Em uma fria manhã de abril, eram quatro sob a chuva, de pé em frente ao caixão, em um imenso e lúgubre cemitério da região parisiense. Ali, em memória de sua mãe, Fréderic teve certeza de que em outra ocasião faria uma cerimônia mais digna.

A epidemia de Covid-19 e o imperativo de proteger os vivos tornou os enterros e cerimônias fúnebres mínimos. No entanto, segundo especialistas, essas despedidas frustradas podem e devem ser resinificadas.

“Adiar cerimônias é algo que existe desde sempre”, explica o doutor Fayçal Mouaffak, psiquiatra em dois hospitais em Seine-Saint-Denis, na região de Paris.

“Deve-se fazê-lo, ver os entes queridos, trocar memórias e pensar no morto para humanizá-lo e lidar” com a sua morte, explica.

Mouaffak lembra, por exemplo, da Primeira Guerra Mundial e do genocídio de Ruanda, quando os corpos foram entregues tardiamente às famílias, até dois anos depois, no caso dos que foram encontrados.

– “Devastador” –

O pai de Louis, morto em um lar para idosos, foi colocado em uma câmara fria durante uma dezena de dias antes do enterro e ele fez o máximo para que sua mãe não soubesse sobre o fato.

Para Bruno, médico, “a ideia do corpo do seu pai, nu em um hospital em uma mortalha, sem a preparação”, o fez pensar nisso como insuportável.

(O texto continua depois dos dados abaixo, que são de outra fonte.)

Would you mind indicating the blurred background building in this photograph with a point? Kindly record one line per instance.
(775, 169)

“Devastador”, confirma Celia, que perdeu sua mãe.

Nathalie, que mora em Nova York com seus filhos, não pôde viajar para a França quando o pai morreu: “Não me acostumo com a ideia de sua partida”, ressalta, que também não sabe se poderá participar de uma cerimônia com seus entes queridos.

“Essa situação criou coisas muito desumanas, já que a humanidade está no acompanhamento dos mortos”, diz Samuel Lannadère, psicólogo-psicanalista que fala de uma “dupla penalidade”, com o exemplo de uma mulher que perdeu o marido e que teve em vez de enterrá-lo porque não havia como cremá-lo, como ele desejava.

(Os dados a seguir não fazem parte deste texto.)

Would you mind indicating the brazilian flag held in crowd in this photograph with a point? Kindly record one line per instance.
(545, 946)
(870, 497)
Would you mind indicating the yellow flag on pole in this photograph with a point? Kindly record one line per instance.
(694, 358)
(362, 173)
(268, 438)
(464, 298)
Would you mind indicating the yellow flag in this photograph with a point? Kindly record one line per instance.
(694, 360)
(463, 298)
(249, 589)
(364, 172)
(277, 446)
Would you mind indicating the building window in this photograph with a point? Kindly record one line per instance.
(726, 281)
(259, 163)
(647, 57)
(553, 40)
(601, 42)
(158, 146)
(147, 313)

“Isso terá consequências, mas é muito cedo para dizer quais. Normalmente, contamos com a presença de outras pessoas. Cortar esses laços dificulta a perda”, explica Lannadère.

O psiquiatra e psicanalista Serge Hefez alerta contra “a tentação da negação, agindo como se não houvesse perda ou sofrimento. O risco é que esses arrependimentos não curados surjam com uma nova perda ou separação” e causem “um ressurgimento depressivo”.

– Inventar um ritual –

“O ritual é fundamental, os funerais são os primeiros sinais da civilização”, enfatiza Hefez.

“Eles têm uma função restauradora extremamente forte, mas é preciso fazer um esforço, mesmo que seja menos perceptível ocorrendo à distância, quando a tendência natural é virar a página. Isso dispõe energia”.

Os estágios entre a morte e a cerimônia fúnebre, “a ritualização da morte e sua dimensão coletiva, ajudam a entender a realidade do luto”, completa Didier Meilland, psicólogo e fundador da associação Psychodon.

“É difícil substituir remotamente uma cerimônia que não ocorreu, mas, para confinar, é preciso manter esse compromisso e inventar um ritual”.

“Não temos escolha a não ser ser criativo”, conclui.

Para Claire e Louis, o diretor do funeral mostrou-lhes o procedimento: “Ele nos fez ficar em um semicírculo em frente ao túmulo, o mais próximo possível, respeitando a distância de segurança”, lembra ela.

“Ele nos aconselhou a olhar novamente para as fotos do falecido, compartilhá-las na internet, com uma verdadeira reflexão sobre a perda”.